Not alot of SAMs reach that high, it'll have a low radar cross section, small IR signature, so even the SAMs that go up there will have a hard time acquiring it.
So even if it's used in a place like Iran or I don't know, the Sudan or Venezuela in a future conflict, the good SAMs will have been taken out in the first few days of the war by F-16s, F-18G, F-22s, or cruise missiles, MANPADS can't get to 65,000, so this thing will be good for intelligence gathering even in an environment where the enemy has small SAMs still
You can eyeball a plane going 150 mph at 60,000 feet without sensors?
Hydrogen may be the most efficient combustible fuel, giving the aircraft the longest range per fuel payload? With an unmanned aircraft the usual safety concerns regarding hydrogen do not apply.
So all US combat zones?
The extent to which we've removed humans from the battlefield is really starting to disturb me. The public objection to American coming home in body bags up 'til the past decade has served as at least a mild deterrent to using force, but when we can kill with little or no risk to our own soldiers, what's left to provide our leaders with a motive for restraint?
Egh...
Because, unlike you, they aren't homophonic.
This is all just my personal opinion.
Of course UAVs can land autonomously. Heck, the autopilot and control system I built in college for a few grand can land a 200lb helicopter fully autonomously, no pilot in the loop. Military UAVs can land autonomously as well (AAI Shadow), though some don't have to (the AeroVironment Raven just falls and you go pick it up).
Tactically, this is a SAC B-52 replacement.

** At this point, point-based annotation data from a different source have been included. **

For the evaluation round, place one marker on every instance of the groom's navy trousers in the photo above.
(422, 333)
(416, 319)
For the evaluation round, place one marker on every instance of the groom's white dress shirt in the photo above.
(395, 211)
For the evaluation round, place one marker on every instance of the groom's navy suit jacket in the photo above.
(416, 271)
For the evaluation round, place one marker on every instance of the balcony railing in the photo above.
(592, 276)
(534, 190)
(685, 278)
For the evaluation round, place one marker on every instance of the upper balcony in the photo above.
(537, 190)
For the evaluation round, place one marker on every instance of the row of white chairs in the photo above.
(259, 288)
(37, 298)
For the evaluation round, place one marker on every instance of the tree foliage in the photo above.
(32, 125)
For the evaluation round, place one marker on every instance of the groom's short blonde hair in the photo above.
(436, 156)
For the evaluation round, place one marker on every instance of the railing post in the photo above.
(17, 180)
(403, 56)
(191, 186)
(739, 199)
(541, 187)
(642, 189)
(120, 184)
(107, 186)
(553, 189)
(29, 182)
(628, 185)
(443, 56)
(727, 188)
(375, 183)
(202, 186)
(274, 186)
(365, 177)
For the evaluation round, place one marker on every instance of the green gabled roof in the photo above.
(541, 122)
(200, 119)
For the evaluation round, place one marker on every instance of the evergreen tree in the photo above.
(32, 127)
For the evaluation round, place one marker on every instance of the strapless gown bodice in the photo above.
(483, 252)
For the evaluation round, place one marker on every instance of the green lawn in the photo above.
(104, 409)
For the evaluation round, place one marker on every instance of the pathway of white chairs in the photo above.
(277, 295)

There was an interesting conspiracy theory put about a while back that Taranis was only incidentally a scary UAV project - that its real purpose was technology laundering. BAE have had access to American stealth technology through the JSF project; Taranis is a stealth aircraft supposedly developed independently. So if ten years from now BAE start selling stealth drones to every sheikh with a few billion quid in his trousers, they'll say 'oh, this technology is derived from the Taranis project. Nothing to do with the American secrets we were shown while working on the F-35, no, not at all...'
Real Daleks don't climb stairs - they level the building.